Tall and humble beneath the carven arches of the hall, he seemed not marked by age save for the greys on his head. They shone, lit like candlewicks as he stepped into the sunlight, her waning drip of noon slanting warm through the windows. The guards dared not budge. Between these wisened men both, great as their plans that roll as seas, they felt in the air that profound weight of memory forged through battles; yet, Strider’s sword belonged in their possession. They watched on as the Ranger bowed his head, young in his body, but weathered in soul.
It wore grievously on his bones. “Memories may be deceiving, my liege. More can you tell in a Ranger’s eyes than the wear on his shoulders or the steel of his blade. Time has touched me.”
Dust settled silent. Théoden, just as wordless.
Here, bowing, stood the son of Arathorn, Isildur’s heir, crownless. From under the high arched ceilings and the glow of spilled evening light, he saw now the grays that weaved through the hair on his head. Faded was the cloth of his cloak, and his skin, worn and darkened. But he had hardly aged. Still an image of the past. Still a memory.

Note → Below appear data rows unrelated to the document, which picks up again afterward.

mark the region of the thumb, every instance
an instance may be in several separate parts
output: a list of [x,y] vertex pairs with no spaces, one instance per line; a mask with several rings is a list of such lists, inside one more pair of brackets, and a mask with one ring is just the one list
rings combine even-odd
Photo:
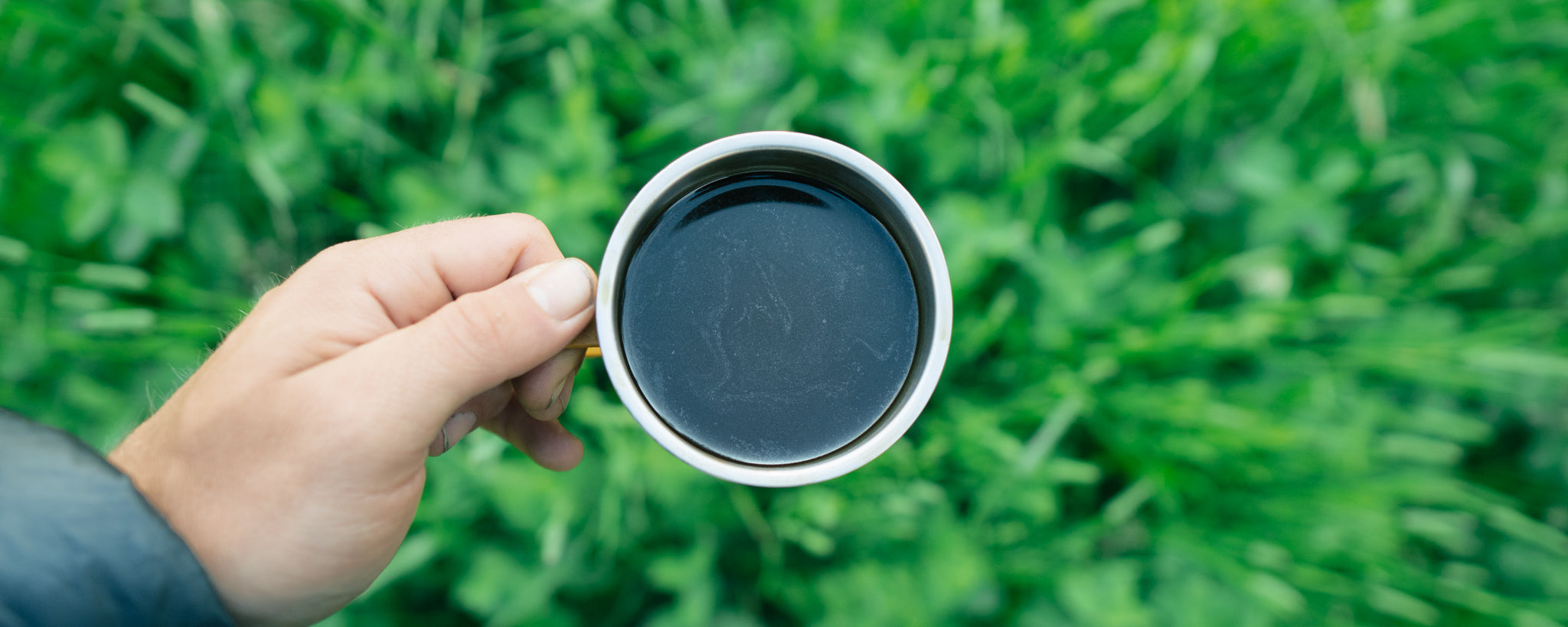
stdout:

Yet in his eyes, dimmer now, starlit gray, the tale of wars and deaths lingered, and all the endless, numbered nights spent in the oblivion of shadows.
Time has touched me, the words drifted. Further away now. Gone.
“And what hope,” Théoden began, “do we have against Time.”
Maybe he could read the king by a glance, know his history by the curl of his fingers, know the battles and the funerals and the glories by the bat of an eye, the creases around his mouth. Théoden reached out. He pressed a hand to the Ranger’s shoulder. “Rest, Aragorn, sword of Rohan,” he said, easing. “We shall ride in the coming days.”
Like the days he did with his father. With Thengel. To war. But not now, tonight. He called for Háma, then, and the doorward came to his lord’s side. “I would see your sword returned,” the king said. “You will have a home here.”